Still, he added, “It’s kind of silly to think we’re going to do something transformational at university presses without librarians being completely on board.”

Mergers also raise the question about who pays the bills and who gets to set the agenda, Sherer said. He pointed out that the UNC Press receives a stipend from the state that totals about 6-8 percent of its budget. Michigan Publishing receives about one-fifth of its revenue from the university.

“If you’re going to align these two organizations, you’re going to have to address this somehow,” Sherer said.

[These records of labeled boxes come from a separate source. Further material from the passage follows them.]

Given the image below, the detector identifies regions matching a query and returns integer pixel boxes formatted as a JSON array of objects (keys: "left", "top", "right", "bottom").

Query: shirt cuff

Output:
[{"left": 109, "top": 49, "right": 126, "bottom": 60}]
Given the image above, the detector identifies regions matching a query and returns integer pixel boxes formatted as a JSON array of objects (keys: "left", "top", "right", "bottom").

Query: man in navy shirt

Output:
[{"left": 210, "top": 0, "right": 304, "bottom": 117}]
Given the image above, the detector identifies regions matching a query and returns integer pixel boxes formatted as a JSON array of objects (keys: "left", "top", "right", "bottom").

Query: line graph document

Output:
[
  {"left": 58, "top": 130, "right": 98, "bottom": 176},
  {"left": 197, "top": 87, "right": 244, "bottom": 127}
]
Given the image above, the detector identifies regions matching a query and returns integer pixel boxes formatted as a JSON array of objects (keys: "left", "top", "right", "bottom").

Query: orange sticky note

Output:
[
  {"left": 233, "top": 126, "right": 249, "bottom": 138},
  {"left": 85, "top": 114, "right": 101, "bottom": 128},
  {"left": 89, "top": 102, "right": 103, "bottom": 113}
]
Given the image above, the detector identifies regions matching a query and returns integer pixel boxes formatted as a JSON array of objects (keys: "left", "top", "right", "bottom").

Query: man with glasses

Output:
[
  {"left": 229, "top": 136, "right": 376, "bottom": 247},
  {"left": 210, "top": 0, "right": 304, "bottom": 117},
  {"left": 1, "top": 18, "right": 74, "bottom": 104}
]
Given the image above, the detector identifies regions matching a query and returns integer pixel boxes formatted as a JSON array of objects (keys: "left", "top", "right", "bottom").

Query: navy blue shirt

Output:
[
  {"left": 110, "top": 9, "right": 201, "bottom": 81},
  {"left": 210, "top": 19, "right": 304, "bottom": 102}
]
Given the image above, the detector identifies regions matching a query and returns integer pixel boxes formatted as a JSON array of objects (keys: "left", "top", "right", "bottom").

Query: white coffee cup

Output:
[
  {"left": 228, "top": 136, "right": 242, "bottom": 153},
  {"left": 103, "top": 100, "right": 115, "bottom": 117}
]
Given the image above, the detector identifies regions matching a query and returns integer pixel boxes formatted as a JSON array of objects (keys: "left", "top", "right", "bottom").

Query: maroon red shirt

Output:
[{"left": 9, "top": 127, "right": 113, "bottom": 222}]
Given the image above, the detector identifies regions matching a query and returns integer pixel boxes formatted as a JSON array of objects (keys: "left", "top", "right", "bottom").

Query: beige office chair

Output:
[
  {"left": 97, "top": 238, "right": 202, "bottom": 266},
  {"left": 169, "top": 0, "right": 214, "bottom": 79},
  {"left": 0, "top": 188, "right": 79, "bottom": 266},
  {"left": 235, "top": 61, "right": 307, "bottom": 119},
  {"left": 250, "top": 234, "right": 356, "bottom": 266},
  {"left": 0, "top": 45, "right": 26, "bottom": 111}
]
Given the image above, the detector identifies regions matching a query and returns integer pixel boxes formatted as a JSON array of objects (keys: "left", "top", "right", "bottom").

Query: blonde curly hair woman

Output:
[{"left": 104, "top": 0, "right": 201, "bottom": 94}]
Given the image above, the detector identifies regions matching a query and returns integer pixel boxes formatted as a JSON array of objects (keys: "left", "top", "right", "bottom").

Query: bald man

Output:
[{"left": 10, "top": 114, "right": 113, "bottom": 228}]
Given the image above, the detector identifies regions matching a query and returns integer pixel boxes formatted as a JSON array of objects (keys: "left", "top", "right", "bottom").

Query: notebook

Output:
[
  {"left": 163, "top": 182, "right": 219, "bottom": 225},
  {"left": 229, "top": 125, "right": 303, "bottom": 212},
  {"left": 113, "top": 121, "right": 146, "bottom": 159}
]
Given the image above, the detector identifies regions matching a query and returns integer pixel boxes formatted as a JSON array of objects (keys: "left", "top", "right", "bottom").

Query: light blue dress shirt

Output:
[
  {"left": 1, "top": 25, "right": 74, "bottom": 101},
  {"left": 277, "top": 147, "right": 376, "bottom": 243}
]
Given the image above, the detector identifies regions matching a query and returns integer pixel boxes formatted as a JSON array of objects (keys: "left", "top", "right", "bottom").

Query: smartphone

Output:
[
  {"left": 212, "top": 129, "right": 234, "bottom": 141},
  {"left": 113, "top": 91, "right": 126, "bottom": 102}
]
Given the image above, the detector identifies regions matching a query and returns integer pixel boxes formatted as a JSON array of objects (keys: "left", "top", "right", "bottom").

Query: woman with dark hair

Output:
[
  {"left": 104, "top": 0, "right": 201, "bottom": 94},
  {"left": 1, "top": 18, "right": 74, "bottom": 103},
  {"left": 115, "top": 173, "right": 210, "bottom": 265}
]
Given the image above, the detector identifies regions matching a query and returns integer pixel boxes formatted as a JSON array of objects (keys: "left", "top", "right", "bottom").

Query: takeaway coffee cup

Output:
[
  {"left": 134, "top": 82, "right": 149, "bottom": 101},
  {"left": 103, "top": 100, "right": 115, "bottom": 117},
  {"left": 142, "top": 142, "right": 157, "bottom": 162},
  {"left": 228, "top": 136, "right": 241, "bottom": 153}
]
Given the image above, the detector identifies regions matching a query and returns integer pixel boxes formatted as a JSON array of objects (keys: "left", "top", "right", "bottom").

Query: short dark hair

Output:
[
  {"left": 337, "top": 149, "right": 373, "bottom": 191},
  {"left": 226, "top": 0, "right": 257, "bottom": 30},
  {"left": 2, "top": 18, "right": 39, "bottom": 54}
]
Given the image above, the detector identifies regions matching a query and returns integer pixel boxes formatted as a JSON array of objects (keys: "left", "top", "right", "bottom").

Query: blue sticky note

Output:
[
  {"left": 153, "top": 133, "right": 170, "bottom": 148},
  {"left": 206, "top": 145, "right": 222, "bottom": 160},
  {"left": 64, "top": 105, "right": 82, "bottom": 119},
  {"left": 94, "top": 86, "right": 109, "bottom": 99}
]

Watkinson said he is not worried about losing editorial independence, which he said is “right at the heart of our brand.” The topic was on the minds of many faculty members when the merger was proposed, he said, and so the Faculty Senate created what he called a “firewall,” building different approval mechanisms for each division of Michigan Publishing. An executive committee decides what the press publishes. The library council, meanwhile, ensures Michigan Publishing Services is meeting the needs of faculty members and staffers.

Merging with the library did take some of the pressure off the press when it comes to its financial situation, Watkinson said. In 2014, an internal accounting change meant the press would no longer be judged primarily for its ability to generate revenue, but on how it furthers the university’s academic mission.

That doesn’t mean the press is free to disregard its financial situation, Watkinson said. The move into the library came with a caveat -- the press “shouldn’t be too much of a burden” to the university financially.

“We don’t want to use mission as an excuse or inefficiency,” Watkinson said. “We are a mission-driven organization, but we are trying to make money to advance our mission. That’s how we can square what is apparently a circle.”

But the merger has also given the press new ways to gauge success, Watkinson said. In the past, the press looked to increase revenue from book sales and licensing agreements. Those factors still matter, Watkinson said, but now the press is exploring emerging financial measures such as revenue from supporting open-access initiatives and publishing services in addition. Beyond finances, the press still cherishes positive book reviews and celebrates when a title wins a prize, but it also cares about engagement analytics, how many different centers and departments on campus it supports, and how many digital projects it helps faculty members realize. And it is still able to expose the kind of scholarship that commercial publishers normally wouldn’t touch.

“One of the amazing things of being integrated into a library is at least it’s given us some breathing room,” Watkinson said. “This decline in revenue doesn’t have to be this thing that I and my colleagues think about every day. We don’t always have to look over our shoulder for that next dollar. It gives presses the capacity and freedom to innovate and, perhaps, on the revenue side, dig themselves out as well.”